Wednesday, October 06, 2010

Retail Destruction Comes to the US This Holiday Season

Zero Hedge covers the forthcoming retail storm -
What most people don’t understand is that the mega-retailers’ strategic plans were based upon never ending store growth, 5% comparable store growth for all eternity, a continuous flow of increasing easy credit, the American population staying frozen between the ages of 30 and 50 years old, and a delusional materialistic greed embraced by the masses. Mega retailers without growing comp store sales are like sharks that can’t swim. They will die.

I’ll use Target as an example. Almost everyone would agree they have been one of the best run retailers of the last two decades. They have over 1,700 stores in the US, with annual sales exceeding $65 billion and profits of $2.5 billion. How could a retailer this large and successful ever go bankrupt? They have $16.5 billion of debt and $15.3 billion of equity on their balance sheet for a 52% debt to equity level. This is not a dangerous level, but it is a heavy debt load. The deterioration always begins on the sales side. Comp store sales have been deteriorating since 2005 and were negative in 2008 and 2009.
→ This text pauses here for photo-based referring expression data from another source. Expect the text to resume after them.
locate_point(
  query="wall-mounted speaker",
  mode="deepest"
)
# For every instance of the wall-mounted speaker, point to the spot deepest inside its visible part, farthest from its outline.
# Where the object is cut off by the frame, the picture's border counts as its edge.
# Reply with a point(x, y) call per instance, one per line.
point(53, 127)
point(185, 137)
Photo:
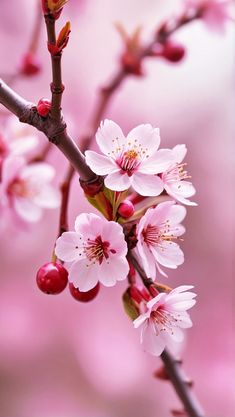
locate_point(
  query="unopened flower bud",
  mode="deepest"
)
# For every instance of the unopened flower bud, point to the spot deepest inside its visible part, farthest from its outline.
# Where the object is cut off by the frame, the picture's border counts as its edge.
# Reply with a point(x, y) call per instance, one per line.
point(84, 296)
point(126, 209)
point(61, 41)
point(53, 7)
point(52, 278)
point(173, 52)
point(43, 107)
point(29, 66)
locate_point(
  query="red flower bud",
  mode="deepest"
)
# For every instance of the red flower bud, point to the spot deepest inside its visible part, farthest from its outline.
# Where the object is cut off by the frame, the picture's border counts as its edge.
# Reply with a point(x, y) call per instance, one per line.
point(84, 296)
point(173, 52)
point(52, 278)
point(43, 107)
point(126, 209)
point(30, 65)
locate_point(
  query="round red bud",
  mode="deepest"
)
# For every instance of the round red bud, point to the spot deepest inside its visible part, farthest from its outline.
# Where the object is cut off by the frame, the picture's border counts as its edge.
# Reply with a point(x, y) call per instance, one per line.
point(43, 107)
point(84, 296)
point(126, 209)
point(30, 66)
point(173, 52)
point(52, 278)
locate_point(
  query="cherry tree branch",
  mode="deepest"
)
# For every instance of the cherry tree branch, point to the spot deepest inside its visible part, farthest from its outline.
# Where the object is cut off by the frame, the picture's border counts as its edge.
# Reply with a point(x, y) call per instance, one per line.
point(172, 365)
point(107, 92)
point(55, 130)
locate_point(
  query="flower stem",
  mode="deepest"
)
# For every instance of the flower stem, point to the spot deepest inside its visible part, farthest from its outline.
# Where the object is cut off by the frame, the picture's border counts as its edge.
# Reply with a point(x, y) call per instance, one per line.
point(172, 365)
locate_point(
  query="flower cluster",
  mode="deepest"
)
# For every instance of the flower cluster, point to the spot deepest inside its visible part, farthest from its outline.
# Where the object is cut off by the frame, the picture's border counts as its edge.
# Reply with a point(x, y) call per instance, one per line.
point(25, 187)
point(100, 250)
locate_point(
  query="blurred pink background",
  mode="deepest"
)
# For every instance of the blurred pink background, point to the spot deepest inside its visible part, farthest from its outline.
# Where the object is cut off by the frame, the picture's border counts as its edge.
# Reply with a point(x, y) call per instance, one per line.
point(60, 358)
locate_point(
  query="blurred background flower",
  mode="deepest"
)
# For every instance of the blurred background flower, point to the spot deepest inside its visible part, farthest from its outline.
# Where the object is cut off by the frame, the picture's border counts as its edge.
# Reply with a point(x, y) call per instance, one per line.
point(62, 358)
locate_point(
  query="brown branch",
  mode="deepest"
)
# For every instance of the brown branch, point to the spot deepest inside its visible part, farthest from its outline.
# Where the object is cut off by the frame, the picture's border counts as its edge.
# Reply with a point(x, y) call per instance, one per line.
point(182, 385)
point(107, 92)
point(55, 130)
point(173, 366)
point(57, 87)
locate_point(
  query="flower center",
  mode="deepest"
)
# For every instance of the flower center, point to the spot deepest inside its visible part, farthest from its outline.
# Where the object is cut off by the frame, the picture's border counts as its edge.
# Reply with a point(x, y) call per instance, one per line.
point(154, 235)
point(97, 250)
point(163, 319)
point(176, 173)
point(129, 161)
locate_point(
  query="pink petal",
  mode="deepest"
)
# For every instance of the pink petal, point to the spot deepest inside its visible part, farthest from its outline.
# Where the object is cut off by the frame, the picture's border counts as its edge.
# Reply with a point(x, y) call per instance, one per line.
point(69, 247)
point(147, 136)
point(146, 185)
point(11, 168)
point(27, 210)
point(181, 288)
point(83, 275)
point(89, 225)
point(112, 232)
point(113, 270)
point(40, 172)
point(180, 191)
point(117, 181)
point(101, 165)
point(169, 254)
point(47, 197)
point(179, 153)
point(151, 342)
point(141, 319)
point(147, 260)
point(159, 162)
point(109, 136)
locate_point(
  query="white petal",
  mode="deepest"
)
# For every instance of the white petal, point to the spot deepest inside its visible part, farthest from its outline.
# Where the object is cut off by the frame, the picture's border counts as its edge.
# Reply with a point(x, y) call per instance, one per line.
point(152, 343)
point(47, 197)
point(147, 136)
point(180, 191)
point(109, 137)
point(113, 270)
point(69, 247)
point(117, 181)
point(101, 165)
point(113, 233)
point(147, 185)
point(169, 254)
point(83, 275)
point(159, 162)
point(179, 152)
point(27, 210)
point(147, 259)
point(89, 225)
point(181, 288)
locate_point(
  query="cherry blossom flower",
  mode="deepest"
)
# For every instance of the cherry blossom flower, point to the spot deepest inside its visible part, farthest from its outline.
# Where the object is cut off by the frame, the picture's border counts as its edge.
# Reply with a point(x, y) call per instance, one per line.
point(215, 13)
point(130, 161)
point(96, 252)
point(165, 318)
point(155, 232)
point(175, 176)
point(26, 189)
point(16, 140)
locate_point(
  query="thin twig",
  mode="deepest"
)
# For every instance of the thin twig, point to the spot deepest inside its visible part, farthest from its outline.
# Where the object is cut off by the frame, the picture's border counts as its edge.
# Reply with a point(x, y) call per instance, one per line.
point(172, 365)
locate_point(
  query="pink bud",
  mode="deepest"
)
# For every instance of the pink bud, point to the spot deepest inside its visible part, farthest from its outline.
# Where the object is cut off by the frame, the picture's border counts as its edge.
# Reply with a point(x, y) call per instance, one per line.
point(126, 209)
point(173, 52)
point(43, 107)
point(30, 66)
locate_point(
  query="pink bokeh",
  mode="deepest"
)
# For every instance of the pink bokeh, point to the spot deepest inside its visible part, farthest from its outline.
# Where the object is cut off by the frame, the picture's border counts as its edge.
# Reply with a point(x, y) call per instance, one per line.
point(60, 357)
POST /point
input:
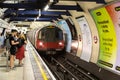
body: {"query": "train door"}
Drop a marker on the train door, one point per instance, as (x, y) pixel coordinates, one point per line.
(65, 27)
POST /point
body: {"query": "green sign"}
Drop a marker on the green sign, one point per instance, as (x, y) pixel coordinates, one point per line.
(107, 35)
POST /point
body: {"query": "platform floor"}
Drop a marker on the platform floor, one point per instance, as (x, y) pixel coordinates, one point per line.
(30, 71)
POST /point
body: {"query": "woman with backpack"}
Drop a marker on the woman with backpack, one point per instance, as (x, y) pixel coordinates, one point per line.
(20, 52)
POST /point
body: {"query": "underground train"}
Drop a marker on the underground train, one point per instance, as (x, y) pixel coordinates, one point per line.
(48, 39)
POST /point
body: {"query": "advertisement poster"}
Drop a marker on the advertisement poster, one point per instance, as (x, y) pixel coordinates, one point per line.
(64, 25)
(107, 34)
(86, 39)
(107, 20)
(114, 12)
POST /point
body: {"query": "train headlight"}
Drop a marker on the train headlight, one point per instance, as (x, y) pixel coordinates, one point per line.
(40, 43)
(60, 43)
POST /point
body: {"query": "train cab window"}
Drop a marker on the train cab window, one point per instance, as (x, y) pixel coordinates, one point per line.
(39, 36)
(59, 35)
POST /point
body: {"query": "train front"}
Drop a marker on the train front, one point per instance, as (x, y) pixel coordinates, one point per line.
(50, 39)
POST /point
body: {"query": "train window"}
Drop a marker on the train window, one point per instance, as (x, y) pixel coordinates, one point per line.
(59, 35)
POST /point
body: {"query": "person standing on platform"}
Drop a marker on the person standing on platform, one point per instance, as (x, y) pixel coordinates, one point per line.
(21, 49)
(13, 48)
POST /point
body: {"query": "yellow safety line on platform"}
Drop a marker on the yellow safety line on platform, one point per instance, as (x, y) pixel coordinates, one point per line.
(40, 67)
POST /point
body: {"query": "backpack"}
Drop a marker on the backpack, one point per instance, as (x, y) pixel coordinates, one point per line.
(20, 43)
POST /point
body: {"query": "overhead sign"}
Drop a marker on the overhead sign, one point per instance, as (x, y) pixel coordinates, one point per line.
(64, 25)
(86, 39)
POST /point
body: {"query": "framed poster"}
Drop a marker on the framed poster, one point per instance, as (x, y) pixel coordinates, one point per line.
(86, 39)
(107, 21)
The impact of this sales deterioration can be seen in their net income over the last five years. It is at the same level as it was in 2005 and $361 million lower than 2007. Target opened 343 new stores between 2005 and 2009 and its net income is the same. Net income per store has dropped from $1.72 million in 2005 to $1.43 million in 2009, a 17% drop per store. In their peak profit year of 2007, they generated $1.79 million profit per store.

What most people don’t know is that Target goosed their profits using the same method that Americans used to get “rich”. EASY CREDIT. When you’ve run out of ideas to grow your business, offer easy credit to your customers. It worked like a charm for Target until it didn’t. They issued millions of credit cards to the delusional masses. Who needed to sell stuff, when you could make so much lending money? In 2007, the Target credit card accounted for $1.06 billion of their $2.85 billion profit, or 37% of total profits. This was up from 22% of their profits in 2004. They’ve been learning a difficult lesson as credit card profits plunged to $400 million in 2009 as they desperately tried to sell their rapidly deteriorating portfolio with no takers to be found.

The beautifully constructed staircase of store growth seen in the chart below has reached the top floor. If Target foolishly continues to build new stores while Americans ratchet up their savings and ratcheting down their spending, they will end up taking an elevator straight to the basement. The credit card fountain of profits is gone. Same store sales growth is gone. New market growth is gone. It’s time to get real. The upper management of every retailer in America better pull out their little models and plug in declining consumer spending for the next decade. This will reveal the stores that won’t cut it. They will need to close them based on profitability. Will this be done? Absolutely not. The hotshot CEOs will think a better advertising campaign will do the trick. Delusions die slowly.